Not going to read the book, but it IS my new favorite exclamation. Now, when someone surprises me, I don’t say “Holy shit!” anymore, I say “Christ the Lord out of Egypt!”
Anyway, I finished CTLOOE- not bad, interesting perspective, definitely orthodox.
However, not great either. Problem A- she is writing from the POV of Jesus looking back to when he was a little seven-year-old kid wondering why everyone he loves acts so weird around him. There’s a lot of sadness & confusion- not a lot of fire. Which is also the result of Problem B- she is being so reverent about the Person of Jesus, that she writes with an extremely stilted reserve.
The last chapter is the best- when Young JC realizes the purpose for His Incarnation.

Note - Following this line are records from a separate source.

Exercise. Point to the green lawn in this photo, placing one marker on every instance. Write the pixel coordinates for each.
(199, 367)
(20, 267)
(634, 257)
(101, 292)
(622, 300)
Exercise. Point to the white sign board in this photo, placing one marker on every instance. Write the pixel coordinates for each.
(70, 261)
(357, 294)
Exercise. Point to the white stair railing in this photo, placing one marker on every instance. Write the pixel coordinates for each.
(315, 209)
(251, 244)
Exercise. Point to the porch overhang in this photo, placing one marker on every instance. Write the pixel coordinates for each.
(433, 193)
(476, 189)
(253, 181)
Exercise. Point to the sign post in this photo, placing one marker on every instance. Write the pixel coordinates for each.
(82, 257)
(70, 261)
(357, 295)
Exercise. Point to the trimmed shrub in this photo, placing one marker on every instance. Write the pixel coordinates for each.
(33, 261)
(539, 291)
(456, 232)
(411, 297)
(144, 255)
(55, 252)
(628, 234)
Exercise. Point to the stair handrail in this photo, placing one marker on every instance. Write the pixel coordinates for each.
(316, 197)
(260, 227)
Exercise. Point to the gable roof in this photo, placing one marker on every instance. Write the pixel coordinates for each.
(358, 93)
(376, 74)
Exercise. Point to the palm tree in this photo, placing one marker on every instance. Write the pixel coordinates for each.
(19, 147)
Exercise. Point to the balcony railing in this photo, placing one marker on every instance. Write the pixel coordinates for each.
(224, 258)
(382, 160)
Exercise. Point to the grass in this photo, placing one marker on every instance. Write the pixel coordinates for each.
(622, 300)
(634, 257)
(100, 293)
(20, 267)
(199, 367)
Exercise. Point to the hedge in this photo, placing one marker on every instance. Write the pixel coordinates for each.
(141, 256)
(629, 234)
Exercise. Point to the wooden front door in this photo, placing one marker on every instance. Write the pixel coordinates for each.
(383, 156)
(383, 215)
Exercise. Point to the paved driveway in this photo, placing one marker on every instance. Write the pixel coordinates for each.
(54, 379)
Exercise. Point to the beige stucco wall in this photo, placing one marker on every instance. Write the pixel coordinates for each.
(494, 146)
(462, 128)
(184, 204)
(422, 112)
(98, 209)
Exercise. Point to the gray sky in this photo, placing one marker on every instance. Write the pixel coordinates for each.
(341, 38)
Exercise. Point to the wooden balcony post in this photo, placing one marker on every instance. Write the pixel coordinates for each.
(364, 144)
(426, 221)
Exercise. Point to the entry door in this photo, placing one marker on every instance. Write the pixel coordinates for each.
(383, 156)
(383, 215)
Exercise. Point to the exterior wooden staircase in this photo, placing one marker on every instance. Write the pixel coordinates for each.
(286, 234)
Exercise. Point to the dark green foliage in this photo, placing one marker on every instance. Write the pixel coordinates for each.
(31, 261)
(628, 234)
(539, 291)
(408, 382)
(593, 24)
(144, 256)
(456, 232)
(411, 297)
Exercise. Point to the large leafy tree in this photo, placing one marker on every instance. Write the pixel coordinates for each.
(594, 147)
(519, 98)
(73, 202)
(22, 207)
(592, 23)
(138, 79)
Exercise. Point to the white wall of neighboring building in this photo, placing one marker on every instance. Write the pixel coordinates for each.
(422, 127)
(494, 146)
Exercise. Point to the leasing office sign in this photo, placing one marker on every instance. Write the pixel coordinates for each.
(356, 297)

Her afterwod, telling of her journey back to faith, is better still, tho cynics may see it differently. G I do disagree with her eccentric choice of dating JC’s birth as 7 B.C. - I know it’s to match the 4 B.C. date of Herod’s death as well as the 7B.C. Mars-Jupiter conjunction in Pisces. There is good reason, shown by Ernest Martin, for questioning both & moving the date up to about 3-2 B.C.
I have never read Rice before but a friend loaned me this book and I thought it was very good. I don’t know about how good or unbiased her research was, that is not my area of expertise at all, but from her notes it certainly sounds like she was passionate about reading and learning as much as she could. I did grow up studying the Bible both formally and informally althought I admit my knowledge of the fall of Jerusalem is lacking. I thought that the way she portrays Jesus as a human child is very believable and very sympathetic. I especially enjoyed the relationships between Jesus and Salome and Jesus and his mother and I do look forward to reading other books she might do on this topic. I wasn’t looking for a historical account in her novel, just an idea of what Jesus might have been like as a child and I though on that level it worked.
(One nitpick that did stand out to me as far as accuracy - Mary says in the book that she remained untouched by men even after Jesus was born. Is this a common belief? I always thought it was known that she did have other children after Jesus and I would be suprised if that was not the case.)
The doctrine of perpetual virginity is particualr to Catholicism and is not in the Bible. The Gospels are pretty unambiguous in saying that Jesus had several brothers and sisters. Paul’s epistles refer to James as the “brother of the Lord.”
Hell, even Josephus refers to the execution of someone he identifies as “James the brother of Jesus, the so-called Christ.”
Only two of the Gospels even claim a virgin birth. Mark and John seem unaware of it and Paul never mentions it either, yet all of them matter-of-factly claim that Jesus had siblings and none of them try to explain it or qualify it.
Well, it’s dedicated to her son Christopher, so at least gays sort of get a “word out”.
Starting to? Puh-lease! The woman’s been going to signing dressed in a black wedding dress and telling how Lestat talks to her in an audible voice for a decade now. She’s already driven to Crazyland, she’s just circling for a parking place now.
Eastern Orthodoxy also holds to the lifelong virginity of the Blessed Mother, as did Luther, Calvin & Wesley. I think the EO tradition is the sibs were the children of Joseph & a deceased wife, while the RC tradition has them as the kids of Cleophas, who they ID’d as Joe’s brother.
However, the tradition of Mary as ever-virgin seems to go no further back than late 2nd century (IF that early), and as I don’t have the Hellenist, non-Hebraic hangup about marital carnality that the early Gentile Church Fathers did, I see no reason not to think Mary & Joe had kids of their own.
What do you mean starting to? She went off the deep end years ago. Her whole, “I don’t need an editor” schtick, the hissyfit on Amazon.com, the freaking out over the casting of Tom Cruise as Lestat and then slobbering all over him when she saw the movie, etc.
The woman is cracked. Sampiro, is it possible you’re related to Anne Rice?